Expectations are for Wednesday’s private payrolls number from ADP to hit 185,000, down from last month’s blockbuster 298,000 print.
Elsewhere in economic data on Wednesday, we’ll get two readings on the services sector — from Markit economics and the Institute for Supply Management. These readings are expected to show continued growth in the services sector, which accounts for more than 80% of US economic activity.
In markets on Tuesday, the headline action was fairly muted with stocks finishing higher across the board though just fractionally, as the Dow gained 39 points, or 0.2%, the S&P 500 gained 1.3 points, or 0.06%, and the Nasdaq added 3.9 points, or 0.07%.
The big headlines on Tuesday came from JPMorgan (JPM) CEO Jamie Dimon’s latest letter to shareholders, though two notable stories that didn’t quite get the same billing also crossed the tape on Tuesday.
First, Richmond Federal Reserve president Jeffrey Lacker said Tuesday he would resign, effective immediately. As Reuters reported, Lacker stepped down “after admitting a conversation he had with a Wall Street analyst in 2012 may have disclosed confidential information about Fed policy options.”
“The 2012 leak had triggered a criminal investigation and came as the Federal Reserve was laying the groundwork for a massive bond buying package that it rolled out later in the year,” Reuters added.

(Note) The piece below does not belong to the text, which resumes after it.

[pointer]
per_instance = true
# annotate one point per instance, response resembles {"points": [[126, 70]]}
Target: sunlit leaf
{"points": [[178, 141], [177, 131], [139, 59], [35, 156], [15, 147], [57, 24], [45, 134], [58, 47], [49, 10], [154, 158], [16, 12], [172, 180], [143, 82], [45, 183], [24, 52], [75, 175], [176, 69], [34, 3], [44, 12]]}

“The information was disclosed by Medley Global Advisors one day ahead of the publication of the central bank’s own minutes from its September meeting.”
Business Insider columnist Pedro da Costa wrote Tuesday that this leak, which he pressed Fed Chair Janet Yellen on back in 2015, still has left a number of questions unanswered. Namely, who knew what when, and why did it take years for Lacker’s involvement to surface? The questions will certainly continue.
Elsewhere, Business Insider’s Matt Turner and Rachael Levy reported Tuesday that analysts at Morgan Stanley (MS) made a $5 billion error in its forecasted earnings for Snap (SNAP) in its initial research report on the company. Morgan Stanley, which led the camera company’s public debut, put a $28 price target on the stock. As of Tuesday’s close, Snap shares were trading near $22.
JPMorgan CEO Jamie Dimon’s latest missive to shareholders was, on balance, perhaps what you expected.
But the content of Dimon’s letter is perhaps less important than what this letter is beginning to stand for. Namely, that this is the next big CEO letter to shareholders.
Each year, investors eagerly await the publication of Berkshire Hathaway (BRK-A, BRK-B) CEO Warren Buffett’s letter to shareholders. Buffett’s writing on markets have been collected into books and, over the years, have more or less given students and investors the equivalent of years worth of business school lessons.
On this count, Dimon’s letters — while detailed and informative — fall a bit short.
But during a town hall discussion hosted by Yahoo Finance editor-in-chief Andy Serwer, Dimon said that Buffett’s goal to write a letter explaining the goings-on at Berkshire to his very smart, but not business-inclined, sister was the motivating principle behind his draft.
And in this, Dimon is making clear that as the chief executive of one of the world’s largest and most recognizable financial institutions, he is striving as much for a mainstream audience as an expert investing one.
No one will be the next Warren Buffett, an avatar of a period in American capitalism when capital markets were ascendant and a shut-in from Omaha, Nebraska could be the market’s most formidable player. But perhaps Dimon, with his brash New York attitude and desire to, in his words, speak his mind “to anyone, anytime, anywhere,” will come to represent the current era of the US economy.
This is a time when bankers are on the defensive, when technology is ascendent, and when the president boasts about his ability to make deals. It’s a time when a letter to shareholders gives not a collection of life and business lessons, but an overview of everything good and everything bad about the current iteration of the American experiment.